In my newspaper decades I covered some presidential campaigns. I wrote a great deal about transportation. Late in career, I got a general column. I interviewed the great Cesar Chavez. I went to Normandy for the 50th anniversary of the D-Day invasion.
Once, I found myself sitting across from Ray Charles who was in town to publicize a singing jingle promoting a new game in the New Jersey Lottery. Charles looked miserable and I had no idea what to ask this genius now reduced to singing commercials late in his career. I filed four dull paragraphs; it was enough.
There were thousands of other stories about politics, about people with interesting careers, about crime. I even found the abandoned creamery in the Catskills where Patricia Hearst spent a year in hiding.

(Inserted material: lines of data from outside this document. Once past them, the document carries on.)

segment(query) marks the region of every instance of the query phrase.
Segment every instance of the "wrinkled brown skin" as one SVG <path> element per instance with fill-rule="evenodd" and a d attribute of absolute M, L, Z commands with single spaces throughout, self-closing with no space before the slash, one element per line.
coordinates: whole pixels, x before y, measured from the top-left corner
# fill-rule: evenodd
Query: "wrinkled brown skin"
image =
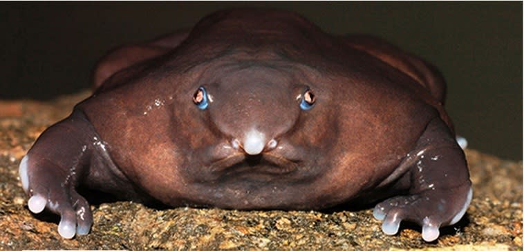
<path fill-rule="evenodd" d="M 390 209 L 440 226 L 471 187 L 434 67 L 379 39 L 324 33 L 292 12 L 214 13 L 190 32 L 113 50 L 94 83 L 93 95 L 28 154 L 28 192 L 51 191 L 50 201 L 70 205 L 51 208 L 63 219 L 77 210 L 73 200 L 87 205 L 74 192 L 85 185 L 174 207 L 236 209 L 320 209 L 409 194 L 429 202 Z M 200 86 L 212 98 L 203 110 L 192 100 Z M 297 97 L 307 87 L 317 100 L 302 110 Z M 242 141 L 252 128 L 277 147 L 247 154 Z M 449 203 L 437 210 L 440 199 Z"/>

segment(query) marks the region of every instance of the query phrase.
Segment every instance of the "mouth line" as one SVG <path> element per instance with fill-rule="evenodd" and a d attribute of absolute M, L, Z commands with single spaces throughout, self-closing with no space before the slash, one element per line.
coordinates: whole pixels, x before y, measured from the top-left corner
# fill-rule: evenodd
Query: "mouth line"
<path fill-rule="evenodd" d="M 283 174 L 297 170 L 299 161 L 292 161 L 279 155 L 262 154 L 250 156 L 236 154 L 213 162 L 209 166 L 212 172 L 250 172 Z"/>

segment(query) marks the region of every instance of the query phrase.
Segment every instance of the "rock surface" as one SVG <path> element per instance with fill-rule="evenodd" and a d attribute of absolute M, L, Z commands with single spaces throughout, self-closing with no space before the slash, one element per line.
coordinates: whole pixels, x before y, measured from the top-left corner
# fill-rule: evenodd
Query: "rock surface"
<path fill-rule="evenodd" d="M 92 205 L 95 223 L 72 240 L 59 217 L 32 214 L 18 165 L 38 135 L 88 92 L 49 102 L 0 101 L 0 250 L 516 250 L 522 248 L 522 161 L 466 150 L 474 199 L 466 216 L 425 243 L 420 228 L 390 237 L 371 208 L 330 212 L 152 208 L 129 201 Z"/>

Nowadays the voice in the Oval Office refers to what he has determined to be “Fake News,” which, if I understand it, means any news our Fake President doesn’t care for. An example: He really doesn’t like to be reminded that he drew nearly 3 million fewer votes than Hillary Clinton in last year’s election.
In addition to slandering the press as a purveyor of “fake news,” Trump maligns the entire news industry by labeling the press “enemies of the American people,” which is a lie.
By attacking American news gathering this way Trump forgets where he gets the right to speak his own fake mind in any newspaper he might someday choose to publish. He seems to forget a lot, such as the fact that the press is one of only two occupations specifically protected in the Bill of Rights: Congress shall make no law abridging the freedom of speech or of the press, it says in the First Amendment. (The clergy has such protection as well.)
The need for a vibrant First Amendment has become more and more apparent in the months since Trump took office. Perhaps more than ever it has become clear that our democracy’s survival depends on a free and unfettered press.
A lot of people have fought to defend the United States Constitution. The Fake President was not one of them.
Would Trump dismiss Jefferson as a fake revolutionary? After all, it was Jefferson who uttered the familiar line that if forced to choose between government without newspapers or newspapers without a government he would prefer the latter.